% language=us runpath=texruns:manuals/musings

% \usemodule[abbreviations-smallcaps]

\startcomponent musings-performance

\environment musings-style

\startchapter[title={Performance again}]

\startlines \setupalign[flushright]
Hans Hagen
Hasselt NL
Februari 2020 (public 2023)
\stoplines

\startsection[title=Introduction]

In a \MAPS\ article of 2019 I tried to answer the question \quote {Is \TEX\
really slow?}. A while after it was published on the Dutch \TEX\ mailing list a
user posted a comment stating that in his experience the \LUATEX\ engine in
combination with \LATEX\ was terribly slow: one page per second for a Japanese
text. It was also slower than \PDFTEX\ with English, but for Japanese it was
close to unusable. The alternative, using a Japanese \TEX\ engine was no option
due to lack of support for certain images.

In order to check this claim I ran a test in \CONTEXT. Even on my 8 year old
laptop I could get 45 pages per second for full page Japanese texts (6 paragraphs
with each 300 characters per page): 167 pages took just less than 4 seconds.
Typesetting Japanese involves specific spacing and line break handling. So,
naturally the question arises: why the difference. Frans Goddijn wondered if I
could explain a bit more about that, so here we go.

In the mentioned article I already have explained what factors play a role and
the macro package is one of them. It is hard to say to what extent inefficient
macros or a complex layout influence the runtime, but my experience is that it is
pretty hard to get speeds as low as 1 page per second. On an average complex
document like the \LUATEX\ manual (lots of verbatim and tables, but nothing else
demanding apart from color being used and a unique \METAPOST\ graphic per page) I
get at least a comfortable 20 pages per second.

I can imagine that for a \TEX\ user who sees other programs on a computer do
complex things fast, the performance of \TEX\ is puzzling. But, where for
instance rendering videos can benefit from specific features of (video)
processors, multiple cores, or just aggressive optimization by compilers of
(nested) loops and manipulation of arrays of bytes, this is not the case for
\TEX. This program processes all in sequence, there is not much repetition that
can be optimized, it cannot exploit the processor in special ways and the
compiler can not do that many optimizations.

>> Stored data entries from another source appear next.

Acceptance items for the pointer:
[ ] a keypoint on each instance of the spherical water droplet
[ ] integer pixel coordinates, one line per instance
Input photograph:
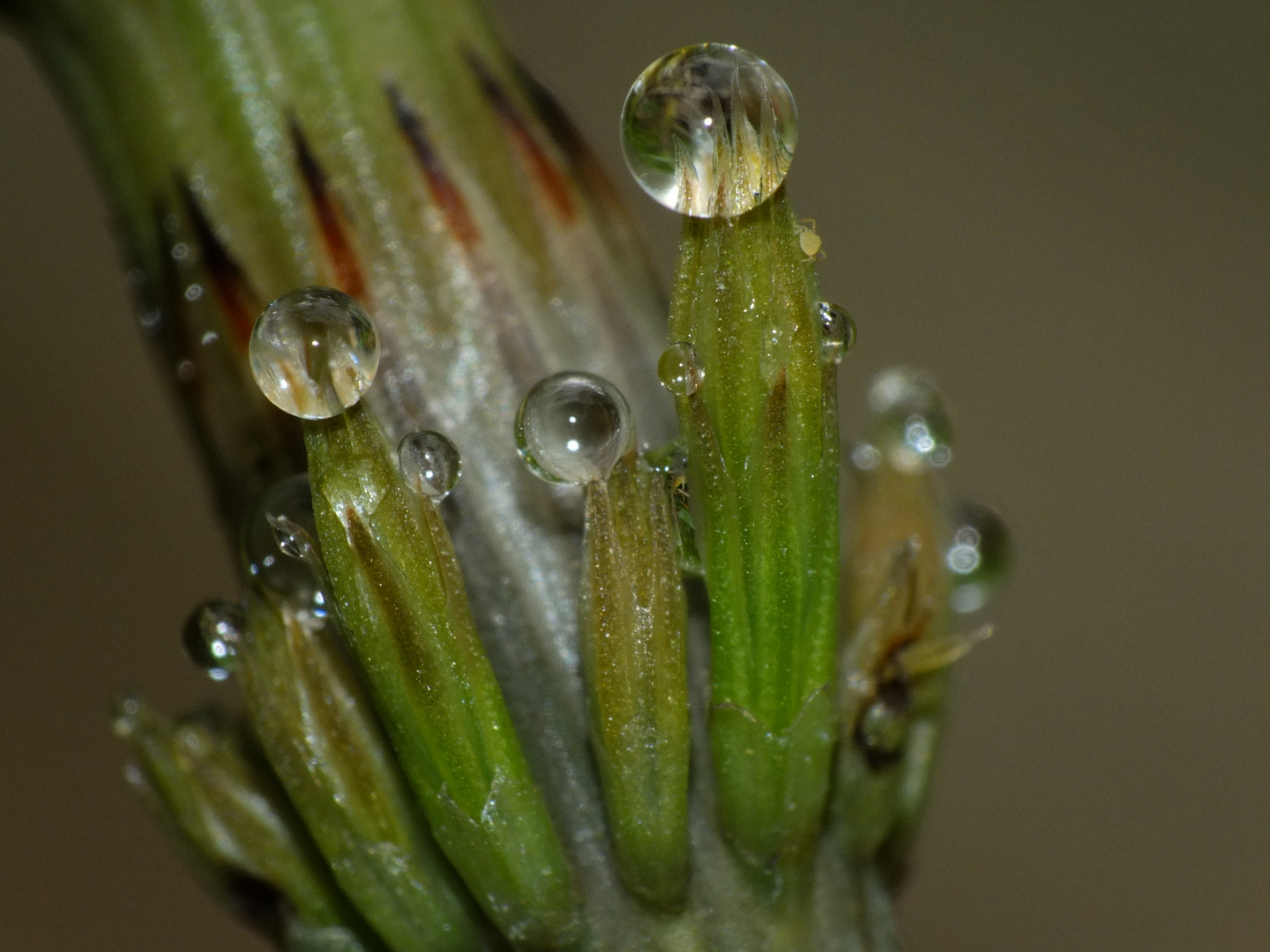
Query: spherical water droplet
(678, 369)
(978, 557)
(865, 457)
(213, 637)
(314, 353)
(709, 131)
(292, 539)
(277, 560)
(573, 428)
(883, 725)
(839, 331)
(430, 464)
(911, 424)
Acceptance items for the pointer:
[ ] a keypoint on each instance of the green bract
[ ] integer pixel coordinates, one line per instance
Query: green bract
(640, 703)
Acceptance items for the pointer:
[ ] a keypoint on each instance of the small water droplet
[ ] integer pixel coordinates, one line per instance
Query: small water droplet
(292, 539)
(978, 557)
(126, 720)
(883, 724)
(709, 131)
(839, 331)
(213, 636)
(292, 579)
(314, 353)
(430, 464)
(865, 456)
(678, 369)
(911, 424)
(573, 428)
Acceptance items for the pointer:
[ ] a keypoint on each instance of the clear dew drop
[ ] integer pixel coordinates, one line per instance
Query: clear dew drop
(573, 428)
(839, 331)
(709, 131)
(279, 547)
(883, 725)
(978, 556)
(314, 353)
(911, 424)
(678, 369)
(430, 464)
(213, 636)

I can't answer why a \LATEX\ run is slower than a \CONTEXT\ run. Actually, one
persistent story has always been that \CONTEXT\ was slow in comparison. But maybe
it helps to know a bit what happens deep down in \TEX\ and how macro code can
play a role in performance. When doing that I will simplify things a bit.

\stopsection

\startsection[title=Text and nodes]

The \TEX\ machinery takes input and turns that into some representation that can
be turned into a visual representation ending up as \PDF. So say that we have
this:

\starttyping
hello
\stoptyping

In a regular programming language this is a string with five characters. When the
string is manipulated it is basically still a sequence of bytes in memory. In
\TEX, if this is meant as text, at some point the internal representation is a so
called node list:

\starttyping
[h] -> [e] -> [l] -> [l] -> [o]
\stoptyping

In traditional \TEX\ these are actually character nodes. They have a few properties,
like what font the character is from and what the character code is (0 up to 255).
At some point \TEX\ will turn that list into a glyph list. Say that we have this:

\starttyping
efficient
\stoptyping

This will eventually become seven nodes:

\starttyping
[e] -> [ffi] -> [c] -> [i] -> [e] -> [n] -> [t]
\stoptyping

The ffi ligature is a glyph node which actually also keeps information about this
one character being made from three.

In \LUATEX\ it is different, and this is one of the reasons for it being slower. We
stick to the first example:

\starttyping
[h] <-> [e] <-> [l] <-> [l] <-> [o]
\stoptyping

So, instead of pointing to the next node, we also point back to the previous: we
have a double linked list. This means that all over the program we need to
maintain these extra links too. They are not used by \TEX\ itself, but handy at
the \LUA\ end. But, instead of only having the font as property there is much
more. The \TEX\ program can deal with multiple languages at the same time and
this relates to hyphenation. In traditional \TEX\ there are language nodes that
indicate a switch to another language. But in \LUATEX\ that property is kept with
each glyph node. Actually, even specific language properties like the hyphen min,
hyphen max and the choice if uppercase should be hyphenated are kept with these
nodes. Spaces are turned into glue nodes, and these nodes are also larger than in
regular \TEX\ engines.

So, in \LUATEX, when a character goes from the input into a node, a more complex
data structure has to be set up and the larger data structure also takes more
memory. That in turn means that caching (close to the \CPU) gets influenced. Add
to that the fact that we operate on 32 bit character values, which also comes
with higher memory demands.

We mentioned that a traditional engine goes from one state of node list into
another (the ligature building). Actually this is an integrated process: a lot
happens on the fly. If something is put into a \type {\hbox} no hyphenation takes
place, only ligature building and kerning. When a paragraph is typeset,
hyphenation happens on demand, in places where it makes sense.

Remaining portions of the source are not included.